Francisca le miró. - ¿Y por qué habría de ayudarme? ¿Qué busca a cambio de ello? -.

- ¿Por qué piensa que ha de existir un motivo oculto para ofrecerle mi apoyo? Nada hay en mi, más que el deseo de ayudar a dos buenas personas -. La miró con detenimiento y sonrió levemente ante la expresión de ella. – Sí, no me mire de esa manera. Por más que intente ocultarlo, sé que bajo esa capa de orgullo y dureza se esconde un corazón bondadoso que solo desea que lo quieran -.

Deseaba que se abriera al fin y mostrara sus verdaderos sentimientos. Sonrió con satisfacción al comprobar que ella finalmente, comenzaba a hablar.

- Raimundo y yo nos amábamos. Desde niños. Desde siempre. O… o al menos eso era lo que yo creía -. Se levantó de la silla, dándole la espalda. – Después de jurarme una y mil veces que me quería, prefirió casarse con otra por dinero y despreciarme -. Lo encaró con lágrimas en los ojos. – Fin de la historia -.

Don Anselmo se levantó y fue hacia ella. Tomando sus manos entre las suyas. 

- ¿Fin de la historia? ¿Está segura de ello, Doña Francisca? -.

- ¿Qué quiere decir? -. Frunció el ceño.

- No se haga la ingenua conmigo -. Le amonestó con visible ternura. - ¿Usted todavía le ama? -.

¿Amarle? ¡Más que a su propia vida! Esa era la condena que cargaba sobre su espalda y que la torturaba incesantemente al saber no correspondido ese amor. ¿Cómo seguir amando a alguien que te ha causado tanto dolor? Ante los ojos de los demás se mostraría como una mujer débil y dependiente por seguir queriendo a la persona que la abandonó.

- ¿Qué más da lo que yo sienta, padre? -. Se soltó de sus manos y se encaminó de nuevo hasta la silla, tomando asiento. – Raimundo me desprecia -. Un intenso dolor impregnó sus palabras. Pero rápidamente, recuperó la compostura que había perdido durante aquellos minutos eternos. – Vuelvo a pedirle que se olvide de todo este asunto. Y por favor, le rogaría que ahora me dejara sola -.
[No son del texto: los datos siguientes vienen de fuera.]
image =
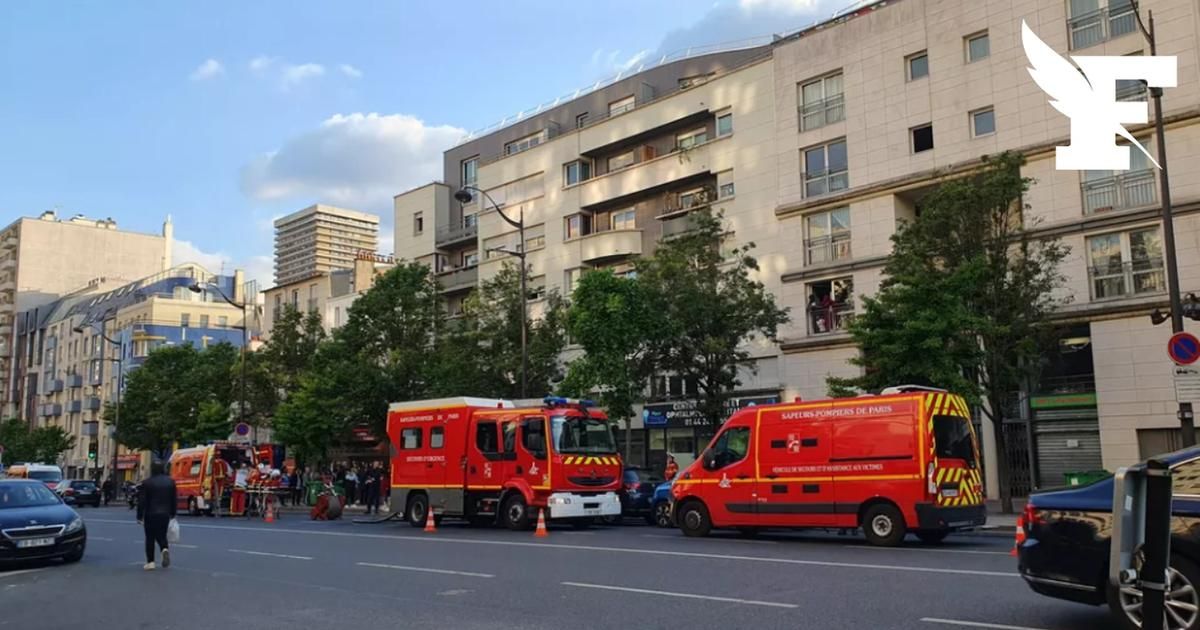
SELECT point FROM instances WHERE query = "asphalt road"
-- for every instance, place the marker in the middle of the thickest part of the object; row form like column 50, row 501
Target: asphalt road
column 301, row 574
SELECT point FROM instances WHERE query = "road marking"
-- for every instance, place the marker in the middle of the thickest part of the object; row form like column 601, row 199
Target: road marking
column 928, row 550
column 270, row 555
column 423, row 569
column 685, row 595
column 976, row 624
column 275, row 532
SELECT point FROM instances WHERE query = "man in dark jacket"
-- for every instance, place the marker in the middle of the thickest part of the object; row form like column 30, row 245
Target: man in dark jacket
column 156, row 507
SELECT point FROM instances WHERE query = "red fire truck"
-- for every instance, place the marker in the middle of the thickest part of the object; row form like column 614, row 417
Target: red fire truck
column 487, row 461
column 903, row 461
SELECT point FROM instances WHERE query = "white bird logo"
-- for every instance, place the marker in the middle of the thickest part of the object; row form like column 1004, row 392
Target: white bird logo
column 1069, row 90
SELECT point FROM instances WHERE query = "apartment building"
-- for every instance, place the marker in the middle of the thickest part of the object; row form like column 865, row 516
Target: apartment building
column 70, row 370
column 817, row 147
column 45, row 257
column 321, row 239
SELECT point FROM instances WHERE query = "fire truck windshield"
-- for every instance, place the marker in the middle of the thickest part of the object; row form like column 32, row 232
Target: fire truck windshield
column 591, row 436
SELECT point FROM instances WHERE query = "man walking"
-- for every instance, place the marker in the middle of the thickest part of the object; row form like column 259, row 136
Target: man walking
column 156, row 507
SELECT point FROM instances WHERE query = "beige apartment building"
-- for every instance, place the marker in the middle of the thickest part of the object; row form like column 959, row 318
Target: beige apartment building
column 321, row 239
column 816, row 147
column 46, row 257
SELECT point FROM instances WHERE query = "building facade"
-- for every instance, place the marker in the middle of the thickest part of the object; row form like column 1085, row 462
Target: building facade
column 70, row 371
column 817, row 148
column 321, row 239
column 40, row 262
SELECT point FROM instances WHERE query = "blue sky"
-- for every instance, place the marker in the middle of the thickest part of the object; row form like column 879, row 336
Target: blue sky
column 226, row 114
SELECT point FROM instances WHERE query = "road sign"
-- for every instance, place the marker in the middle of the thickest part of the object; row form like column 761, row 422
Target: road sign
column 1187, row 384
column 1183, row 348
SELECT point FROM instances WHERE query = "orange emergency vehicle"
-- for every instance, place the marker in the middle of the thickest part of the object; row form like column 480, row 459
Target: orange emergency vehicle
column 487, row 461
column 903, row 461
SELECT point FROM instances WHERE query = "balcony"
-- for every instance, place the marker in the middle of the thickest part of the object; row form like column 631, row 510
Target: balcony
column 827, row 249
column 449, row 235
column 459, row 279
column 1096, row 27
column 1126, row 280
column 610, row 244
column 1134, row 189
column 648, row 174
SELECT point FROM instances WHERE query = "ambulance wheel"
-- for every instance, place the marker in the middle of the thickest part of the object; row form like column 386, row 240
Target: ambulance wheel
column 418, row 509
column 694, row 520
column 933, row 537
column 883, row 526
column 515, row 513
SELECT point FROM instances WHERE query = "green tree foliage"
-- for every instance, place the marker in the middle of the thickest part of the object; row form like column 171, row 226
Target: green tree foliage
column 708, row 309
column 967, row 298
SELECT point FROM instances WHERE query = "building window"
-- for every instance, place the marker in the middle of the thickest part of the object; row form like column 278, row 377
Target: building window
column 826, row 169
column 618, row 162
column 828, row 237
column 1092, row 22
column 623, row 220
column 1126, row 263
column 576, row 172
column 691, row 138
column 822, row 102
column 922, row 138
column 983, row 123
column 977, row 47
column 622, row 106
column 831, row 305
column 724, row 125
column 918, row 65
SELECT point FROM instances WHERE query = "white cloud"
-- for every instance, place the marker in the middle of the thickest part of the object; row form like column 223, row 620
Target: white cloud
column 208, row 70
column 355, row 160
column 298, row 73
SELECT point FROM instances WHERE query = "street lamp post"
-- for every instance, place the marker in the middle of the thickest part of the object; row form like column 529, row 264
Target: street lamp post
column 241, row 306
column 463, row 197
column 1186, row 415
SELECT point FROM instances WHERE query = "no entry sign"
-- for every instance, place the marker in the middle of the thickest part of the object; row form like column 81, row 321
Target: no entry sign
column 1183, row 348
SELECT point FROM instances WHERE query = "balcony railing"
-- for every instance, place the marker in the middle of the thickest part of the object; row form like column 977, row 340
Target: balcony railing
column 828, row 319
column 1134, row 189
column 827, row 249
column 823, row 112
column 1096, row 27
column 1121, row 280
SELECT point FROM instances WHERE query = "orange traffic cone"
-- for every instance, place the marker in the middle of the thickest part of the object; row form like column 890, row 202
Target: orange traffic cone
column 430, row 526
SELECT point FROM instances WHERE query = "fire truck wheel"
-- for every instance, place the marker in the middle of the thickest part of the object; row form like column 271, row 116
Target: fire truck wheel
column 694, row 519
column 883, row 525
column 515, row 513
column 418, row 509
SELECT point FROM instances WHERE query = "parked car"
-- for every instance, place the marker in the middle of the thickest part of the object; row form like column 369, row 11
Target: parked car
column 79, row 492
column 1067, row 535
column 35, row 523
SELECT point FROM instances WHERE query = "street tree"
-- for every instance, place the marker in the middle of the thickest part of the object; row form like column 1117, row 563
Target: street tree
column 708, row 310
column 967, row 299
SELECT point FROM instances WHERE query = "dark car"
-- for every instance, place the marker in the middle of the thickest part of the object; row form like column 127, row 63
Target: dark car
column 1067, row 538
column 79, row 492
column 36, row 525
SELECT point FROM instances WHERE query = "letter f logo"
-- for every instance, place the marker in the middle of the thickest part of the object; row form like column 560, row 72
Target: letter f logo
column 1089, row 100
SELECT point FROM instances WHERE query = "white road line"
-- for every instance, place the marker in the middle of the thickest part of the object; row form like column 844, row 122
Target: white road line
column 928, row 550
column 424, row 570
column 687, row 595
column 275, row 532
column 270, row 555
column 976, row 624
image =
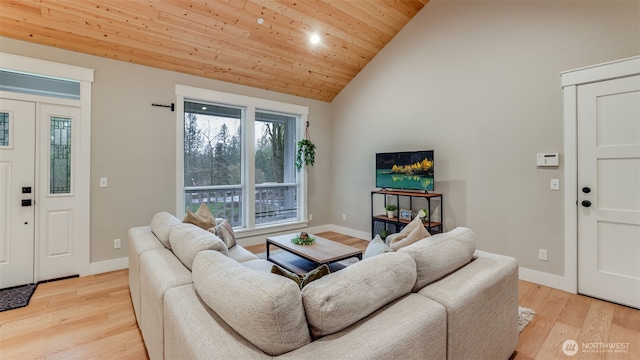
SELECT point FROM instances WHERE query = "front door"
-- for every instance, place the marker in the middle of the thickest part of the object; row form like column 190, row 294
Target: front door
column 609, row 190
column 17, row 192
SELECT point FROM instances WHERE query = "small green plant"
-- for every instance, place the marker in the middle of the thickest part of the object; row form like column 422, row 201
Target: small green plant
column 306, row 153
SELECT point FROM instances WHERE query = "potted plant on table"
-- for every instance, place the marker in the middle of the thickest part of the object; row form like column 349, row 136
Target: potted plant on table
column 391, row 209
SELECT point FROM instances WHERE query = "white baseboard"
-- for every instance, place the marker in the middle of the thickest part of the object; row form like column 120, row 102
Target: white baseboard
column 108, row 265
column 546, row 279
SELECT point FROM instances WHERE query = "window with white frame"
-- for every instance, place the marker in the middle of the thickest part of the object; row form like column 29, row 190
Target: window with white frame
column 239, row 158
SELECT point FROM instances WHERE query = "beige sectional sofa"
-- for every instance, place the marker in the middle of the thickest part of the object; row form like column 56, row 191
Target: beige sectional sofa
column 196, row 299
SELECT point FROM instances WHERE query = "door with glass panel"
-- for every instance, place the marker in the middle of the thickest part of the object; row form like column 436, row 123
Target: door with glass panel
column 39, row 201
column 59, row 229
column 17, row 180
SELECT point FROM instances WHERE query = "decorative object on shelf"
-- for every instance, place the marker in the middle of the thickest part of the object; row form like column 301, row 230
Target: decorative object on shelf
column 306, row 151
column 404, row 214
column 423, row 214
column 303, row 239
column 391, row 209
column 432, row 212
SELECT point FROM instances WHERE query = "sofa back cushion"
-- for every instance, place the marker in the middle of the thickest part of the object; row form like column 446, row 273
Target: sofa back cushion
column 413, row 232
column 266, row 309
column 161, row 225
column 188, row 240
column 441, row 254
column 340, row 299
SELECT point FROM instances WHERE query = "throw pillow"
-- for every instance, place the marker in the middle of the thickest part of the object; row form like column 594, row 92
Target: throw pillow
column 376, row 247
column 202, row 218
column 161, row 225
column 187, row 240
column 441, row 255
column 411, row 233
column 224, row 231
column 302, row 280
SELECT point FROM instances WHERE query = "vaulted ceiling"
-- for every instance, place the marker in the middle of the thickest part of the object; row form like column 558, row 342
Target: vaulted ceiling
column 259, row 43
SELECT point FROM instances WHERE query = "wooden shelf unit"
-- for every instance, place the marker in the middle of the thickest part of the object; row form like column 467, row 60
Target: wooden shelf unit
column 432, row 226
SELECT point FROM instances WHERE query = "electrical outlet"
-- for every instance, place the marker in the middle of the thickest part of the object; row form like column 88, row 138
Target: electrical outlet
column 542, row 254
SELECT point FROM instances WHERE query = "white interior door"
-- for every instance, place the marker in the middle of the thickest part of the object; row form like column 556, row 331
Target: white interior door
column 60, row 216
column 17, row 172
column 609, row 190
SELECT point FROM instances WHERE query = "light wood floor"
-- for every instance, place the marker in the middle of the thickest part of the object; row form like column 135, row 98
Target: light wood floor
column 92, row 317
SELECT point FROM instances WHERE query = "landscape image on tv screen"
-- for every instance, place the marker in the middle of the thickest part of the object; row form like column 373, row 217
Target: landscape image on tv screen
column 409, row 170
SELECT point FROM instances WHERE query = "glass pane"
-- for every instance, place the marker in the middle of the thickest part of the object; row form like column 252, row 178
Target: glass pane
column 212, row 161
column 274, row 157
column 39, row 85
column 60, row 172
column 4, row 129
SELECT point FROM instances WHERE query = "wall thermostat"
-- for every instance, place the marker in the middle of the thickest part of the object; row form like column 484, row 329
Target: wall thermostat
column 547, row 159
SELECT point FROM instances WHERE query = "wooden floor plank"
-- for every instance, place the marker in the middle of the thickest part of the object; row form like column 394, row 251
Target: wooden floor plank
column 92, row 317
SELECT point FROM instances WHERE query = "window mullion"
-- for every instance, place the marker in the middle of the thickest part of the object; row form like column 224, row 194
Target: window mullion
column 248, row 172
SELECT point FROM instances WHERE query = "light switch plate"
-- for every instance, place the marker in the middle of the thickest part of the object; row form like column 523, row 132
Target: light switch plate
column 547, row 159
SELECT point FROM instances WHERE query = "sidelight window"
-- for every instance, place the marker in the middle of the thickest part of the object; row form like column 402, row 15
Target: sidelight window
column 4, row 129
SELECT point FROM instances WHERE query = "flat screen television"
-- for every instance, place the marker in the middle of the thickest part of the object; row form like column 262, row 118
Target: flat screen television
column 406, row 170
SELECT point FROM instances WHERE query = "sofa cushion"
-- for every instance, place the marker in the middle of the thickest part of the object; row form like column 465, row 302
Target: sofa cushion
column 376, row 247
column 188, row 240
column 302, row 280
column 264, row 308
column 240, row 254
column 202, row 218
column 414, row 231
column 441, row 254
column 349, row 295
column 161, row 225
column 224, row 231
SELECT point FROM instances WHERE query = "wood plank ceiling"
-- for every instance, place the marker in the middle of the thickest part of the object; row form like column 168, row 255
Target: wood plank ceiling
column 221, row 39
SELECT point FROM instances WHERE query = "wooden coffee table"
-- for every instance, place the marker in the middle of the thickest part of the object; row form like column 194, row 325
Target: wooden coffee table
column 303, row 258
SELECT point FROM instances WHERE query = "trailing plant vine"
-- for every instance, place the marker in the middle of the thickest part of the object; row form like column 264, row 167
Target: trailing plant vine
column 306, row 151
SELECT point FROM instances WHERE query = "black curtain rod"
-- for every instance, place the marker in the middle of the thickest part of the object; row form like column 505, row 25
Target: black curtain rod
column 172, row 106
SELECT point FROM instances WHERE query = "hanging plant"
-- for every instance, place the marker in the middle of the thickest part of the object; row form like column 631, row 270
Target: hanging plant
column 306, row 151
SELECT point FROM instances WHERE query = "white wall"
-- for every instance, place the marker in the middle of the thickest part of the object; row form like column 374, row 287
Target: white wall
column 134, row 144
column 479, row 82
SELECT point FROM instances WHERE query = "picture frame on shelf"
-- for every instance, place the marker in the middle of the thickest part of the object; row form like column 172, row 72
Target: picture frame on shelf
column 404, row 214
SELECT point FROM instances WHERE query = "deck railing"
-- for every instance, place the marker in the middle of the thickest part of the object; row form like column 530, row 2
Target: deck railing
column 273, row 202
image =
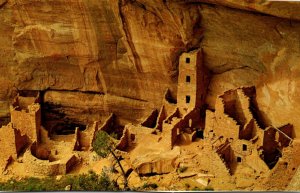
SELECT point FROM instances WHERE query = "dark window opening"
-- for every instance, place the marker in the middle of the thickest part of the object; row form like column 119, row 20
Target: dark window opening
column 188, row 79
column 132, row 136
column 187, row 60
column 187, row 99
column 199, row 134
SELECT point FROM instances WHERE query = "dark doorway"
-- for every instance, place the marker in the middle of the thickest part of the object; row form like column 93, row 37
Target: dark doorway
column 187, row 99
column 188, row 79
column 199, row 134
column 187, row 60
column 244, row 147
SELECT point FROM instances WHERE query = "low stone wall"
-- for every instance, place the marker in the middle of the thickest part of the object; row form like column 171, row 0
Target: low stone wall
column 45, row 167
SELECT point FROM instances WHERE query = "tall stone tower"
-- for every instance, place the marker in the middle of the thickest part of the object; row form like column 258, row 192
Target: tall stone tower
column 192, row 80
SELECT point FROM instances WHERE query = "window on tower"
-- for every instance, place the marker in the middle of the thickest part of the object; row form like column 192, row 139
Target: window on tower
column 188, row 79
column 187, row 99
column 187, row 60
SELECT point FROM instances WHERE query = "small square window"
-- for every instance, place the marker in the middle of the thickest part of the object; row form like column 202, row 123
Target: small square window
column 188, row 79
column 187, row 60
column 187, row 99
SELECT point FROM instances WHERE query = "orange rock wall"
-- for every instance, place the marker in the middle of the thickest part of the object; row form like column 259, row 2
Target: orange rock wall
column 128, row 51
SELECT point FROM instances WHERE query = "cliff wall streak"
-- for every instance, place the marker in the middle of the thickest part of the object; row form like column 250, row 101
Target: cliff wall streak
column 129, row 50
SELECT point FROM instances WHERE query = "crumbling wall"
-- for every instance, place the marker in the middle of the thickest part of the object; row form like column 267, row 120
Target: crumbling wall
column 151, row 120
column 28, row 122
column 124, row 142
column 161, row 117
column 192, row 80
column 285, row 140
column 137, row 133
column 47, row 168
column 285, row 169
column 7, row 147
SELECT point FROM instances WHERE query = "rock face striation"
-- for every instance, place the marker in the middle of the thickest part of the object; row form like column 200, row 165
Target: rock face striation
column 91, row 58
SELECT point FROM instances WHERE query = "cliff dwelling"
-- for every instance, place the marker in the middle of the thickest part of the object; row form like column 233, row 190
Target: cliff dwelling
column 192, row 95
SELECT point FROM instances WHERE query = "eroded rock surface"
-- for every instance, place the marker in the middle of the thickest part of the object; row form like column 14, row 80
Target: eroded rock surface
column 127, row 51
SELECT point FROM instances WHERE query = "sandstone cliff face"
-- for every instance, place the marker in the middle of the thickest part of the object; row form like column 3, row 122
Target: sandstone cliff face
column 95, row 57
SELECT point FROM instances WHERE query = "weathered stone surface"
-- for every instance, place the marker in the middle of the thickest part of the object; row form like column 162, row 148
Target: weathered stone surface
column 128, row 51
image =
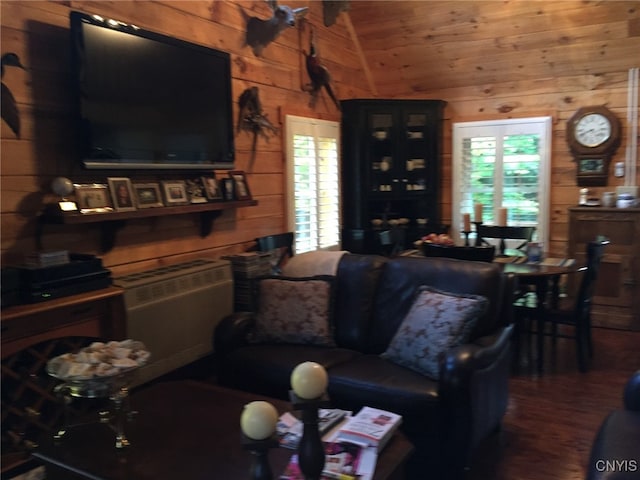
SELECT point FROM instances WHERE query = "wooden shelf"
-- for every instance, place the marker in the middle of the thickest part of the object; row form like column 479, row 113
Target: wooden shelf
column 111, row 222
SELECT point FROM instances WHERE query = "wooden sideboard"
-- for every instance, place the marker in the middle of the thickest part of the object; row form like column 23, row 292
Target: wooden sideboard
column 99, row 313
column 616, row 303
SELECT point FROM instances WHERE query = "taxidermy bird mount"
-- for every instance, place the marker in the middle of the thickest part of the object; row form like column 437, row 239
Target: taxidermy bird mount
column 251, row 119
column 261, row 33
column 8, row 108
column 318, row 74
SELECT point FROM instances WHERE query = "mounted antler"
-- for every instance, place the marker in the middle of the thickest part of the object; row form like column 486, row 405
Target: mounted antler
column 261, row 33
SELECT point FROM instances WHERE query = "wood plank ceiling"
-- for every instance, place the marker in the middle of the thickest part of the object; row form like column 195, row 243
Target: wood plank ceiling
column 425, row 46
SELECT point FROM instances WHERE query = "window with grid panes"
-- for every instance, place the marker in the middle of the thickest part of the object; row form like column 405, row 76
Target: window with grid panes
column 504, row 163
column 313, row 183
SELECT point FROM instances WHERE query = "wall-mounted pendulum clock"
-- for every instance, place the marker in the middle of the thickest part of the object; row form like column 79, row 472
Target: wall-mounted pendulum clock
column 593, row 136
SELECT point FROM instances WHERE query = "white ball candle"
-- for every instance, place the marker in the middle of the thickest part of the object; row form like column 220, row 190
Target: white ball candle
column 309, row 380
column 258, row 420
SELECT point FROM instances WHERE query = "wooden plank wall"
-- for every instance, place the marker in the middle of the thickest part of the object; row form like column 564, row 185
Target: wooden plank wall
column 508, row 59
column 38, row 32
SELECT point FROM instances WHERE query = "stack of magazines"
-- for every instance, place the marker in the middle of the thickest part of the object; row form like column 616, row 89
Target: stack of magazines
column 351, row 449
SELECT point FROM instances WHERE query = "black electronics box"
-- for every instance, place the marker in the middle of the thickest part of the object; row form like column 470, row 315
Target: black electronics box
column 82, row 274
column 10, row 286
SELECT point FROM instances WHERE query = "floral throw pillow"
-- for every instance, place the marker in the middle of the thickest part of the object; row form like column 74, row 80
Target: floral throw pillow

No había más que hablar. Y sin embargo, aquella conversación había revelado mucho más de lo que él esperaba. Con una leve inclinación de cabeza, se despidió de ella dejándola sumida en su propio infierno particular. El mismo que había vislumbrado en Raimundo la noche anterior. Y del que él pensaba sacarlos a ambos, costase lo que costase.